In general, having an accurate estimate of crowd size would be useful in any emergency situation where organizers or police want people to leave a specific location in a short period of time, whether the result of a threat or some other factor. How they choose to evacuate the crowd might depend on how many people there are. If the number of people in a location is much larger than what can be safely evacuated quickly, it’s better to have that information so you can make a quick decision to alter the plan.

Also, there may be cases where authorities want to limit the number of people in a location. If I know how many people are there already, I might be able to prevent a crowd disaster by keeping more people out.

Knowing the crowd size is a useful tool, but it seems like how you use that information is really the key.

You’re absolutely right. Our study only shows that providing quick and accurate estimates of the number of people at a gathering is possible. That single figure cannot give you the plan on how to respond to an emergency, but it may help you make planning and policy choices about what to do in the particular situation you have.

What more needs to be learned before this method of estimating crowd size becomes a viable technique that public safety officials can use?

Work needs to be done to build on our results and see what changes with different contexts and scenarios. We need a lot more data to see if similar correlations exist across communities, countries, and types of events. Our study is only related to football matches in the city of Milan, but we expect further work could build on our results and hopefully help lead this method to be implemented in real contexts.

How do officials currently estimate crowd sizes at events?

There is a range of techniques. Some of them rely on officials or news reporters to take aerial photographs on the day of an event and then someone counts the number of heads they can see in the photo, and from that they can infer how many people there are in total. That technique is fairly slow and can also be very inaccurate because it relies on human judgment. There are other techniques such as dividing an area into small cells and counting the number of people in a few cells and then multiplying.

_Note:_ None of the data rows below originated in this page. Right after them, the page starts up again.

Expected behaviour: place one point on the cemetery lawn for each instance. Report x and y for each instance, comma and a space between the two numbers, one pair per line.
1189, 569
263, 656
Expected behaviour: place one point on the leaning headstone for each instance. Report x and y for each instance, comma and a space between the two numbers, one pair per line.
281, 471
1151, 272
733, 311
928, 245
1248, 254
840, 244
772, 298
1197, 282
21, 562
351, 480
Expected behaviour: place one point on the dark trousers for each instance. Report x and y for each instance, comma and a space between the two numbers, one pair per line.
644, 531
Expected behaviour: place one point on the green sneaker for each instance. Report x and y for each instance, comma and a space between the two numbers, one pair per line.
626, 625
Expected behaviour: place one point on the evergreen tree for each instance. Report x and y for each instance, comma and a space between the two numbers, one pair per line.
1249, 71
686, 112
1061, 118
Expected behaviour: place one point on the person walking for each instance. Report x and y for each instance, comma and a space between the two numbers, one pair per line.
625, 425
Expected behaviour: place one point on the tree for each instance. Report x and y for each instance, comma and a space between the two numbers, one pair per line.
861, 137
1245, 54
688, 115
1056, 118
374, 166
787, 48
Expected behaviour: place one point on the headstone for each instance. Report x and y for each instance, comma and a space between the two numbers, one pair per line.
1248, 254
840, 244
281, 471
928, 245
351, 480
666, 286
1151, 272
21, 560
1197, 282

But that assumes that the density of people at the event is constant. Again, this is slow and can be subject to human judgment. You can imagine that if this is information you need in an emergency, it’s just not feasible.

What are some other potential applications for your research?

One possibility is to obtain more accurate estimates of how many people attended a protest, rally, or some other important event. On a larger scale, there may be applications for public health, such as how a disease can spread. If we have a dynamic view of where people are, the modeling of how a disease or pandemic spreads could be updated to include where people are in real time. I think this knowledge could be of great importance in many situations.

Using the vast amount of data being generated in our world to spot trends and gain efficiencies seems to be a huge area of research at the moment.

The crowd size project is part of a larger project happening here at the Data Science lab in Warwick Business School. There are numerous projects looking at what all of this data from Twitter, searches on Google and Wikipedia, and more can tell us about our behavior. For example, researchers here are looking at whether we can use Google searches to estimate how many people have the flu in a given area. We’re trying to find out if this information can help us predict what will happen in certain situations in the near future. It’s a very exciting field of research. It’s information that could be used by a lot of different people, including policy makers, to make our lives safer and better.

JESSE ROMAN is the staff writer of NFPA Journal.